Amy Dickinson is a general advice columnist.
DEAR AMY: I have a strange problem with a friend who just purchased a car. This friend is fairly new to my life. She is the closest friend I currently have in a new city where my family just purchased a home. I like this woman very much and don't want to offend her -- however I just learned that the car she purchased is the exact make, model and color that is owned by someone with whom I have a very painful past, related to the death of my infant son. I suffer from obsessive-compulsive disorder (which I have had all my life) and PTSD related to the traumatic death of my son, and this car is a very real trigger for me for some extremely painful memories -- memories, in fact, that were part of the reason why we moved to this new city. I want to be excited for my friend, because she is ecstatic about her car, but I'm afraid that I won't be able to ride in it, or park near her at school pickup, or do any of the things I used to do with her. I don't want to tell her and make this new exciting purchase depressing for her (or all about me), but I can't imagine that my aversion won't become obvious. I've worked hard for years to get over the emotional triggers involved in my son's death, but some days I'm just faking it till I make it, and I don't want to get back to another dark place where things start falling apart for me emotionally. Should I tell her, or should I keep quiet and pretend to be excited for her and her new big purchase?
DEAR STRUGGLING: Keeping quiet and pretending this problem doesn't exist won't work, because internalizing your reaction won't help you to work through it. I assume your goal is to decrease your stress reaction over time, and the way to do this is to be honest with your new friend about this very unfortunate coincidence, while not blaming her for any of her choices.
Continue to avoid this visual trigger, but be open to the idea that your goal would be to adjust to it over time. Identify this challenge as an opportunity to tap into some of your inner strength. Ideally your friend's possession of this vehicle might help you replace the terrible and traumatic association with a more benign one.
Definitely talk this through with a therapist in your new city who has experience treating PTSD.
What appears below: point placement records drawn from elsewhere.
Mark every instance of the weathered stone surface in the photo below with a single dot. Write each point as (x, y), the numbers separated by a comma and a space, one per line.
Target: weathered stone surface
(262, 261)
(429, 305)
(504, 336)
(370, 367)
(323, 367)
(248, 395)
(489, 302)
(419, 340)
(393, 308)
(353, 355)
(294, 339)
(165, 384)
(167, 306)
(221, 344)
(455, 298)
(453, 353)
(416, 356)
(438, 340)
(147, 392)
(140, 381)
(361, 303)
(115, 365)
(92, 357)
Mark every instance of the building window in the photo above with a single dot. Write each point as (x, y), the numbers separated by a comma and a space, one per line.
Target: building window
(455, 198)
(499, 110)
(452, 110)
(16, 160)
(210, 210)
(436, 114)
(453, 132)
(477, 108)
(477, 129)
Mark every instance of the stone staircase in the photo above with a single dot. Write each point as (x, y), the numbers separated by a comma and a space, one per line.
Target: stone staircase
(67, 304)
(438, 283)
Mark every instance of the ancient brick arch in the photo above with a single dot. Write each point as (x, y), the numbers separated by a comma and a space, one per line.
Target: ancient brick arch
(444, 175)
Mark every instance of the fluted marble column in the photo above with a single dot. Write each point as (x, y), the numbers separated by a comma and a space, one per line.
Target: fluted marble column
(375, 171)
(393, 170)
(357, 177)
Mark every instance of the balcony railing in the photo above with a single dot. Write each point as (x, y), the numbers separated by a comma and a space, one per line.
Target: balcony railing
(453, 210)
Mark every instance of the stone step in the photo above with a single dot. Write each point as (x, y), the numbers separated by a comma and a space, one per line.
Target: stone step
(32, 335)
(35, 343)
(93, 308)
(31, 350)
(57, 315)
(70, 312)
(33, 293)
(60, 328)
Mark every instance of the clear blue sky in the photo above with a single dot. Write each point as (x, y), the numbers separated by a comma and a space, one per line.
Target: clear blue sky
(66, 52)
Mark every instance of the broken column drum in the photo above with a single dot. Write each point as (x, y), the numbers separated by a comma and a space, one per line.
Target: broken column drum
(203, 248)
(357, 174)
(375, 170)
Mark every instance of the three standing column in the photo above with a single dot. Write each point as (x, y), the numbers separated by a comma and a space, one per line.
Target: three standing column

DEAR AMY: I recently heard through the grapevine that a neighbor feels I am "standoffish." This, despite us having had this neighbor over for numerous dinner parties and celebrations at our house for the first seven of the 20 years we've lived here. Not once during this time have we seen the inside of this neighbor's home or been invited over, even for a potluck. I stopped inviting this neighbor, who I felt wasn't interested in cultivating a friendship. I am not sure how to respond to this person, whom I see at neighborhood events. Do you have ideas?
Takes Two to Tango
DEAR TAKES TWO: By your own description of how this relationship has devolved, it seems (to me, at least) that you ARE standoffish toward this neighbor. And now I am wondering why you care? When thrown together with this neighbor, you should behave in a way that is "neighborly." That means inquiring about the family, pets or garden. This does not mean you must attempt again to loop this person into your friendship circle. And if behaving like a cordial neighbor means you are standoffish (according to that person's definition), then so be it.
DEAR AMY: I'm responding to the question from "Confused in Colorado," who refused to be around her guy's ex-wife at family events. She sounds like a self-centered, spoiled brat. There are things one does for the people one loves -- which sometimes one doesn't "feel" like doing. Your advice was right on -- nod hello, smile and engage with others.
DEAR BEEN THERE: Thank you. I hope she's paying attention.